Aaron Judge contract: Where Yankees slugger ranks in highest average annual value among other sports stars

Aaron Judge’s decision to bet on himself paid off on Wednesday as the reigning AL MVP agreed to a new nine-year, $360 million deal to re-sign with the New York Yankees through 2031. Judge’s new deal, which was earned in part by an MVP season that featured him setting a new AL single-season record for home runs with 62, makes him among both the richest players in baseball and the richest players in America’s four major professional sports leagues altogether.

Aaron Judge’s new contract has an average annual value of $40 million, which now ranks second in Major League Baseball only to Max Scherzer and Justin Verlander of the New York Mets. In baseball terms, Judge’s AAV is already significant. It breaks the league record for AAV of a position player, surpassing Mike Trout’s mark of $35 million — but it also carries great weight across America’s four major professional sports leagues.

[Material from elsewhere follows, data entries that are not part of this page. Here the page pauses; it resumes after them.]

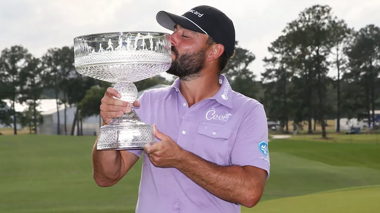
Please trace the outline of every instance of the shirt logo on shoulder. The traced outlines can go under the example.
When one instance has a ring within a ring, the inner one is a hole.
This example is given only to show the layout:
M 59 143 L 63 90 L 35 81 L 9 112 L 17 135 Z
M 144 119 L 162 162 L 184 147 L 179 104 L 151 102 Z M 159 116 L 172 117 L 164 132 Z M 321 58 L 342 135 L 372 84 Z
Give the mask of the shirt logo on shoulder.
M 268 157 L 268 143 L 264 141 L 259 143 L 259 150 L 266 157 Z
M 226 112 L 224 115 L 219 115 L 216 114 L 215 108 L 211 108 L 211 110 L 209 110 L 206 113 L 206 119 L 209 121 L 217 120 L 227 122 L 227 121 L 228 120 L 228 117 L 232 116 L 232 115 L 231 113 L 229 113 L 228 112 Z
M 224 91 L 223 91 L 223 94 L 222 94 L 222 98 L 224 100 L 227 100 L 228 99 L 228 96 L 227 95 L 228 94 L 228 91 L 231 89 L 231 86 L 230 85 L 230 83 L 228 83 L 228 81 L 226 81 L 226 85 L 224 86 Z

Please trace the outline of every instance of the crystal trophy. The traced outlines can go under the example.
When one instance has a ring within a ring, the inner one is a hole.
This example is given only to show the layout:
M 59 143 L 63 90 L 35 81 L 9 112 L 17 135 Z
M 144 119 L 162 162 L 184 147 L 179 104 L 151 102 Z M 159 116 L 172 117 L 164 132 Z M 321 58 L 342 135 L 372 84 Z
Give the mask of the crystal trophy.
M 167 71 L 171 66 L 170 34 L 154 32 L 121 32 L 75 38 L 74 66 L 79 73 L 115 84 L 117 99 L 133 103 L 133 84 Z M 141 149 L 156 142 L 152 126 L 131 111 L 100 127 L 97 149 Z

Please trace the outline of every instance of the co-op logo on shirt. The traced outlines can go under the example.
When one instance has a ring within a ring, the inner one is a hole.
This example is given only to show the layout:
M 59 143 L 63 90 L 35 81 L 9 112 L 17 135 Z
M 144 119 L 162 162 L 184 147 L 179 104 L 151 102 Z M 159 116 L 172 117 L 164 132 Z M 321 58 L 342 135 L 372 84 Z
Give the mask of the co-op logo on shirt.
M 219 115 L 216 114 L 215 111 L 215 108 L 212 108 L 211 110 L 209 110 L 206 113 L 206 119 L 210 121 L 210 120 L 217 120 L 218 121 L 223 121 L 227 122 L 228 120 L 228 117 L 232 115 L 229 113 L 228 112 L 225 113 L 225 114 Z
M 231 87 L 230 85 L 230 83 L 228 81 L 226 81 L 226 85 L 224 86 L 224 91 L 223 91 L 223 94 L 222 94 L 222 98 L 224 99 L 224 100 L 227 100 L 228 99 L 228 97 L 227 96 L 227 94 L 228 93 L 228 91 L 231 89 Z

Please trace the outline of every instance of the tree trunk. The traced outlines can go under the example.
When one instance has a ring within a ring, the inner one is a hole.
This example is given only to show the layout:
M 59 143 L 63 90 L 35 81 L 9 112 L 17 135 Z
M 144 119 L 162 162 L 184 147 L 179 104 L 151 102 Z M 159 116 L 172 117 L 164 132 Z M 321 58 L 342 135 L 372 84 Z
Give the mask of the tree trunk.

Below is how Judge’s new deal looks compared to other top-paid athletes outside of MLB. However, it’s worth noting some differences among how certain league contracts are structured. Many NFL contracts are not paid with the total salary divided by the number of years on the deal and, unless specifically outlined, contracts in the NFL are not fully guaranteed as they are for the vast majority of MLB, NHL and NBA players.

Also, in the NBA, max-level and supermax contracts come with annual raises over the course of the deal, so while Devin Booker’s supermax extension carries an AAV of $56 million, he’ll spend half of the four-year extension making less than that and the latter half making more than that number.  

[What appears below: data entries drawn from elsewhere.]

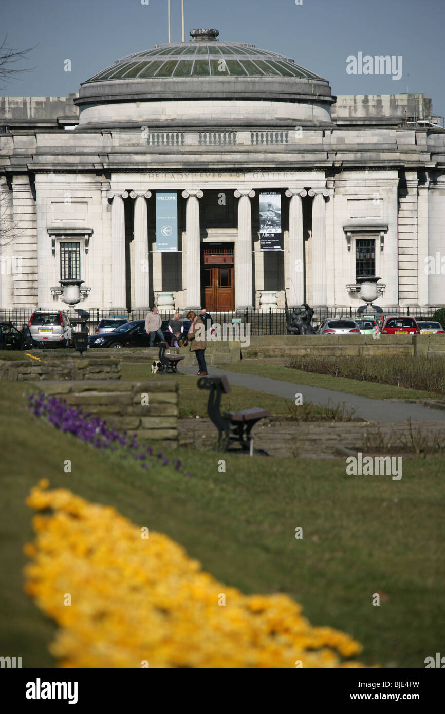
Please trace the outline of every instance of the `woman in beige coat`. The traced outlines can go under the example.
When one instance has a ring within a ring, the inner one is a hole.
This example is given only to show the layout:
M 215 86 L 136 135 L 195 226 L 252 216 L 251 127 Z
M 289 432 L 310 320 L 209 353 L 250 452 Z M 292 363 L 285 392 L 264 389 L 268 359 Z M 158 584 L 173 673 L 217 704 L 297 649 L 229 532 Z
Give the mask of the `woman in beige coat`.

Biggest yearly NFL contracts

In NFL terms, Judge’s AAV would rank eighth among current pro football contracts, with his $40 million tying that of Dallas Cowboys quarterback Dak Prescott and Los Angeles Rams quarterback Matthew Stafford.  Here’s the full top 10:

  1. Aaron Rodgers, $50.3 million
  2. Russell Wilson, $49 million
  3. Kyler Murray, $46.1 million
  4. Deshaun Watson, $46 million
  5. Patrick Mahomes, $45 million
  6. Josh Allen, $43 million
  7. Derek Carr, $40.5 million
  8. Dak Prescott, $40 million
  9. Matthew Stafford, $40 million
  10. Kirk Cousins, $35 million

Biggest yearly NBA contracts

In the NBA, Judge’s contract would only rank 20th in AAV between Rudy Gobert’s $41 million and Ja Morant’s $38.9 million. Booker of the Phoenix Suns and Karl Anthony-Towns of the Minnesota Timberwolves are tied for the richest AAV in basketball on their upcoming extensions at $56 million. Here’s the top 10:

  1. Devin Booker, $56 million (Supermax extension, begins in 2024-25 season)
  2. Karl Anthony-Towns, $56 million (Supermax extension, begins in 2024-25 season)
  3. Nikola Jokic, $54.4 million (Supermax extension, begins in 2023-24 season)
  4. Steph Curry, $53.8 million
  5. Joel Embiid, $52.5 million (Supermax extension, begins in 2023-24 season)
  6. Bradley Beal, $50.2 million
  7. Jimmy Butler, $48.8 million (Max extension, begins in 2023-24 season)
  8. LeBron James, $48.5 million (Max extension, begins in 2023-24 season)
  9. Kevin Durant, $48.5 million
  10. Giannis Atentokounmpo, $45.6 million

Biggest yearly NHL contracts

While Judge’s contract only ranks just inside the top 20 of NBA contract AAV, it well outpaces the average annual value of contracts in the NHL. As it stands, Nathan MacKinnon’s AAV of $12.6 million is the richest in all of professional hockey, a number which lags far behind the MLB, NFL, and NBA. Here’s the NHL’s top 10:

  1. Nathan MacKinnon, $12.6 million
  2. Connor McDavid, $12.5 million
  3. Artemi Panarin, $11.6 million
  4. Auston Matthews, $11.6 million
  5. Erik Karlsson, $11.5 million
  6. Drew Doughty, $11 million
  7. John Tavares, $11 million
  8. Mitchell Marner, $10.9 million
  9. Patrick Kane, $10.5 million
  10. Jonathan Toews, $10.5 million

The greatest takeaway from his contract extension is the way in which the Yankees star gambled and won after rejecting a seven-year, $213.5 million contract extension offered in spring training. Judge will now make an additional $146.5 million while also having two extra years on his deal to remain in Pinstripes.